[475] Dawson, Harrison, 10-11.
The red men were not unconscious of the evils of intemperance, and often made pathetic appeals to the whites to protect them from temptation. "The Indian Chiefs complain heavily of the mischiefs produced by the enormous quantities of whisky which the traders introduce into their country," wrote Harrison to the Secretary of War in 1801.[476] In 1810 the Fox nation requested General Clark, Indian agent at St. Louis, to prevent whisky from coming among them as it made them "verry poor."[477] In a speech to the President of the United States in 1802 Little Turtle dwelt on the demoralization wrought among his people by liquor, and urged that its sale be prohibited. "Your children are not wanting in industry," he said, "but it is the introduction of this fatal poison which keeps them poor. Your children have not that command of themselves which you have, therefore, before anything can be done to advantage, this evil must be remedied."[478]
[476] Ibid.
[477] Edwards Papers, MSS in Chicago Historical Society library, L, 77; Maurice Blondeau to Clark, August 25, 1810.
[478] American State Papers, Indian Affairs, I, 655.
The conditions which were working the ruin of the tribes were borne by the Indians with astonishing patience.[479] "They will never have recourse to arms," said Harrison in 1806, "unless driven to it by a series of injustice and oppression."[480] Yet often there were pathetic protests. "I had not discovered," wrote Black Hawk of the spring of 1812, "one good trait in the character of the Americans that had come to the country. They made fair promises, but never fulfilled them Why did the Great Spirit ever send the whites to this island to drive us from our homes, and introduce among us poisonous liquors, disease, and death?"[481]
[479] Statement of Harrison to the Secretary of War, July 15, 1801, Dawson, Harrison, 9.

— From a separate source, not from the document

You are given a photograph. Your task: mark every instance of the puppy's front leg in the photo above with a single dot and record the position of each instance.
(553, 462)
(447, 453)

[480] Dillon, History of Indiana, 423.
[481] Black Hawk, Life, 34-35.
With the government demanding more lands and the advancing line of white settlement pressing ever forward, the game upon which the Indians subsisted became scarcer, and many of the tribes were reduced to destitution. Then came the remarkable attempt of Tecumseh, the Indian Moses, and his brother, the Prophet, to rescue their people from the impending doom. The story of Tecumseh, the greatest man of the native race, begins with the birth of three boys to the Cherokee squaw of a Shawnee warrior about the year 1770, in an obscure village near the present site of Springfield, Ohio.[482] In the nature of things not much can be known with certainty of his earlier years. His brother, the Prophet, has spun a fanciful tale of his descent from the union of a Creek warrior with the daughter of one of the colonial governors, but both this and the stories of his youthful precocity and prowess may be regarded with equal suspicion. In the same light must we view the story of the effect produced upon Tecumseh by the first spectacle, for him, of the burning of a prisoner, and his persuading his associates to abandon the custom,[483] though it is true his later career was marked by a humanity toward the vanquished foe quite unusual in an Indian.